Литмир - Электронная Библиотека

— Как вам не стыдно такое говорить, Иван Васильевич? У всех моих предков рабоче-крестьянские корни, иначе бы меня в Комсомол не приняли.

— Да шучу я, шучу, голубушка. Фотограф открыл чехол своей «Лейки», которую держал в руках. — Давай-ка, я тебя сфотаю на память, у меня здесь, похоже, еще один кадр остался, а то неизвестно, когда ты еще в таком виде сюда придешь. Или я вас двоих вместе, вставайте рядышком, очень вы друг с другом гармонируете.

— Ну, вот еще, не хочу, — зарделась Галя, хотя, наблюдающие за ней, сразу бы поняли, что ей по сердцу такое предложение, но признаваться в этом она не хочет.

А Николай, который в этот момент на нее не смотрел, ничего не заметил, а рассмеялся и пошел на свое рабочее место, не дождавшись окончания процесса фотографирования.

Глава 7

Утром следующего дня Галина появилась на работе, когда время приближалось уже к обеду.

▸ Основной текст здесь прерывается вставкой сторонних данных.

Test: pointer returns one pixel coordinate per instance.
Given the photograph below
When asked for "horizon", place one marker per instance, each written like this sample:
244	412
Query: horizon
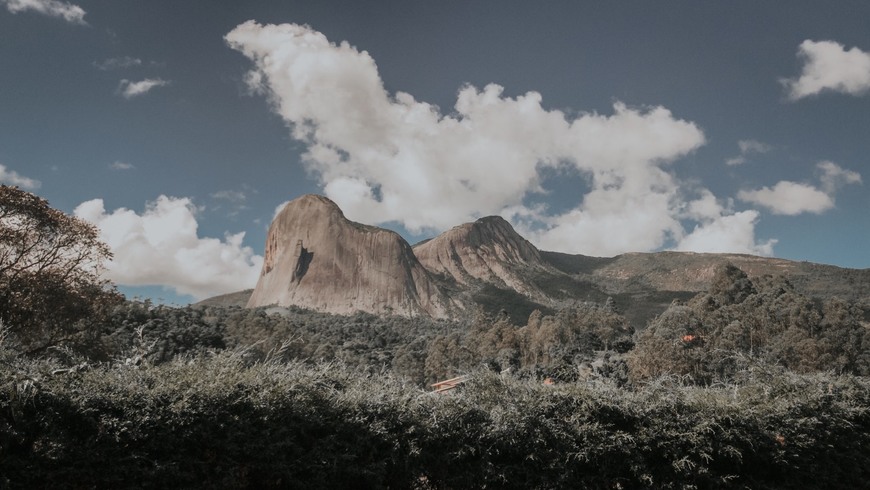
599	130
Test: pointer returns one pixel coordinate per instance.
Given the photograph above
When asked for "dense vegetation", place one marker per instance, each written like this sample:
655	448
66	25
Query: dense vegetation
222	421
748	385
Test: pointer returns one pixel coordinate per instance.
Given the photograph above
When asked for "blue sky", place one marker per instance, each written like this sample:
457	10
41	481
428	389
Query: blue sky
594	127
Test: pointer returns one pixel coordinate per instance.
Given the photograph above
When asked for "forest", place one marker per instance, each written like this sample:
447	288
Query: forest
747	385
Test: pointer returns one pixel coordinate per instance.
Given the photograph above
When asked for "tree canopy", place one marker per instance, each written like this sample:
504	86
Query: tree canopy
50	265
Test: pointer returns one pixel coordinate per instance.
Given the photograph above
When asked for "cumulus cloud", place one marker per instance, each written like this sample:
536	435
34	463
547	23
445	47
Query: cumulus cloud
834	177
789	198
117	63
793	198
122	166
161	246
11	177
733	233
129	89
53	8
828	66
747	148
391	158
230	195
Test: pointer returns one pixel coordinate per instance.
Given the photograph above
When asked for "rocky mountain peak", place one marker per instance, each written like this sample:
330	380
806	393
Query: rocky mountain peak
488	250
317	258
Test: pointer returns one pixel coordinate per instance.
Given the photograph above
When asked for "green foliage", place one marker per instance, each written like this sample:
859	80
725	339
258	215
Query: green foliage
767	319
50	264
221	421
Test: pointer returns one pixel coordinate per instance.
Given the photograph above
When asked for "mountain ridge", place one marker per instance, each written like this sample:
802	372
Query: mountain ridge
316	258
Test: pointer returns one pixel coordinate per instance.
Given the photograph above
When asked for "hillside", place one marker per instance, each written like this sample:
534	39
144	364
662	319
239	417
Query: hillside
316	258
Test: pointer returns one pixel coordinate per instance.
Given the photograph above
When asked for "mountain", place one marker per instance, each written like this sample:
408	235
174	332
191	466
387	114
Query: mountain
486	252
318	259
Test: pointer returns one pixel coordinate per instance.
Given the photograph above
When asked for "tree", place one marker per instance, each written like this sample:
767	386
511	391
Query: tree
51	292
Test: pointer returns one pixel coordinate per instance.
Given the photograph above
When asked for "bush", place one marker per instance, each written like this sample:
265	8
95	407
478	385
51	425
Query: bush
219	421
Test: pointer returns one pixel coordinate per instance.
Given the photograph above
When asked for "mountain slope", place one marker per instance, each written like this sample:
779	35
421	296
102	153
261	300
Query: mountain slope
486	252
318	259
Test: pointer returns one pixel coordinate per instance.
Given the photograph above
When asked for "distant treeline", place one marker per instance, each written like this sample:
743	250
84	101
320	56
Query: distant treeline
748	385
222	421
704	338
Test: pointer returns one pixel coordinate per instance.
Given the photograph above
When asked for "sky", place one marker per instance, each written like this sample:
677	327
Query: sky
595	128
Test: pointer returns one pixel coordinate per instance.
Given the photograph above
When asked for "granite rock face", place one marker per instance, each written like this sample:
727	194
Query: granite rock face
316	258
486	251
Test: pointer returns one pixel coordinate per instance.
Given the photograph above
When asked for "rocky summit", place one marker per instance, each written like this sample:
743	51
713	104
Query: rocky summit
316	258
488	251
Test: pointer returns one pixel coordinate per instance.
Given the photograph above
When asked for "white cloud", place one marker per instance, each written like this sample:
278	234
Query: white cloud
748	147
161	247
230	195
834	177
11	177
828	66
390	158
129	89
69	12
122	166
728	233
792	198
789	198
117	63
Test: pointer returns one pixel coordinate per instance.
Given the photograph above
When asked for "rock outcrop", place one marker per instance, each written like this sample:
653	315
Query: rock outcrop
316	258
488	250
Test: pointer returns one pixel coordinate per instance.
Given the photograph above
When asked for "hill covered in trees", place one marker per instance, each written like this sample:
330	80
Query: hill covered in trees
750	383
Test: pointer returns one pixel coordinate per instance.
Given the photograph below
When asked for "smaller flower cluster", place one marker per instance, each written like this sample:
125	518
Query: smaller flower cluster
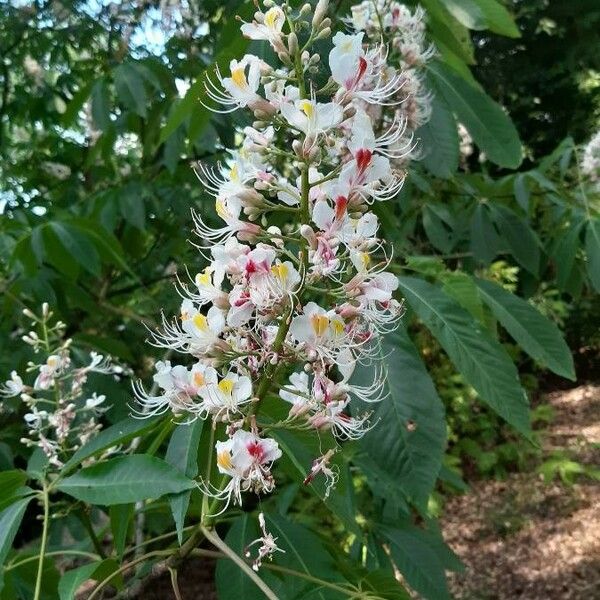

Она, ни с кем не здороваясь, прошла в конец помещения, к своему рабочему месту, всхлипывая и прикрывая зареванное лицо платком. К ней тотчас устремились Валя и Зоя, и она стала что-то им рассказывать, утирая слезы и временами размахивая руками.

Иван Антонович поначалу не обращал на это никакого внимания, затем встал, открыл ключом кабинет начальника и пригласил их всех троих туда. Галя снова начала что-то рассказывать, а ее подруги снова слушали и  кивали, но продолжалось это недолго.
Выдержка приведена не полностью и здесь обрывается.